Five tools, five checkpoints, one shared gap

The comparison table below captures how each tool deploys an MCP server, what kind of MCP-specific verification it can embed, and the failure class that its checkpoint architecture cannot catch.

Tool	Primary role	MCP verification mechanism	Structural blind spot
Terraform	Provision cloud infrastructure (VMs, ECS, ALB, IAM)	`null_resource` local-exec `initialize` probe; tainted resource = forced replacement	Only fires on infrastructure changes; silent after steady state
Helm	Package and deploy versioned Kubernetes manifests	Test hook Job sending `initialize` inside the cluster; deploy marked Failed on probe failure	Runs inside the cluster — bypasses Ingress and TLS; cert expiry invisible
GitHub Actions	Automate test → build → deploy pipeline	Post-deploy step: `curl \| jq -e '.result.protocolVersion == ...'`; workflow fails on mismatch	Probe runs from the CI runner's network, not from user geography
GitOps (ArgoCD/Flux)	Git as source of truth; controller syncs cluster to repo	ArgoCD PostSync hook; Flux `healthChecks` + Kustomization readiness	Hook runs from inside cluster; drift detection doesn't catch runtime failures
Ansible	Agentless configuration management for VPS fleets	`uri` module `initialize` probe with `serial: 1` halts rolling update on failure	Control machine runs the probe; nothing watching after the playbook exits

The pattern is consistent: each tool's verification mechanism is a point-in-time check executed from a privileged position inside the provisioning network. The Terraform runner, the Helm test pod, the GitHub Actions runner, the ArgoCD probe Job, the Ansible control machine — none of these are positioned on the same network path that LLM clients actually traverse when they call your MCP server. And none of them keep running after the deployment is done.

Terraform: infrastructure-layer verification with a hard deploy gate

Terraform's value for MCP servers is stronger than for typical web services, because MCP servers have infrastructure requirements that compound quickly: sticky sessions or Streamable HTTP transport configuration at the ALB, IAM task roles to pull secrets at startup, security groups wide enough to admit external monitoring probes, EIP or fixed-DNS addresses for deterministic monitoring configuration. Encoding all of this in HCL puts every environment in version control and makes terraform plan the diff tool for your infrastructure rather than a mental model someone carries around in their head.

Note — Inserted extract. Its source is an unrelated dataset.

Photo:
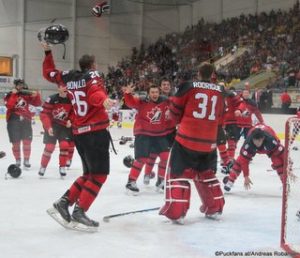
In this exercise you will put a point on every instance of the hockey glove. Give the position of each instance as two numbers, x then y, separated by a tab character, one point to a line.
100	8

The MCP-specific innovation in Terraform deployments is the null_resource with a local-exec provisioner that sends a real initialize JSON-RPC request after apply completes:

resource "null_resource" "mcp_health_probe" {
  triggers = {
    instance_id = aws_instance.mcp.id
    elastic_ip  = aws_eip.mcp.public_ip
  }
  provisioner "local-exec" {
    command = <<-EOT
      sleep 30
      curl -sf -X POST https://${aws_eip.mcp.public_ip}/ \
        -H 'Content-Type: application/json' \
        -d '{"jsonrpc":"2.0","id":1,"method":"initialize","params":{"protocolVersion":"2024-11-05","clientInfo":{"name":"terraform-probe","version":"1.0"}}}' \
        | jq -e '.result.protocolVersion == "2024-11-05"' \
        || (echo "MCP protocol probe failed" && exit 1)
    EOT
  }
  depends_on = [aws_instance.mcp, aws_eip_association.mcp]
}

The hard property of this pattern is in the taint mechanics: if the provisioner exits non-zero, Terraform marks the null_resource as tainted. The next terraform apply destroys it and re-runs it — and because the triggers reference the instance ID and Elastic IP, a broken deploy causes the instance to be replaced automatically. You don't need a human to notice the failure and trigger a rollback; Terraform does it on the next apply.

The blind spot is equally clear: the null_resource triggers only change when the infrastructure changes. A memory leak that causes the MCP server to crash six hours after a clean deploy, a certificate renewal failure at 3am, or an IAM role rotation that revokes the secret at runtime — none of these cause the triggers map to change, so Terraform never re-runs the probe. The infrastructure is unchanged; only the application state has degraded. Terraform's state file still shows a healthy deployment. To the person looking at Terraform, everything is green.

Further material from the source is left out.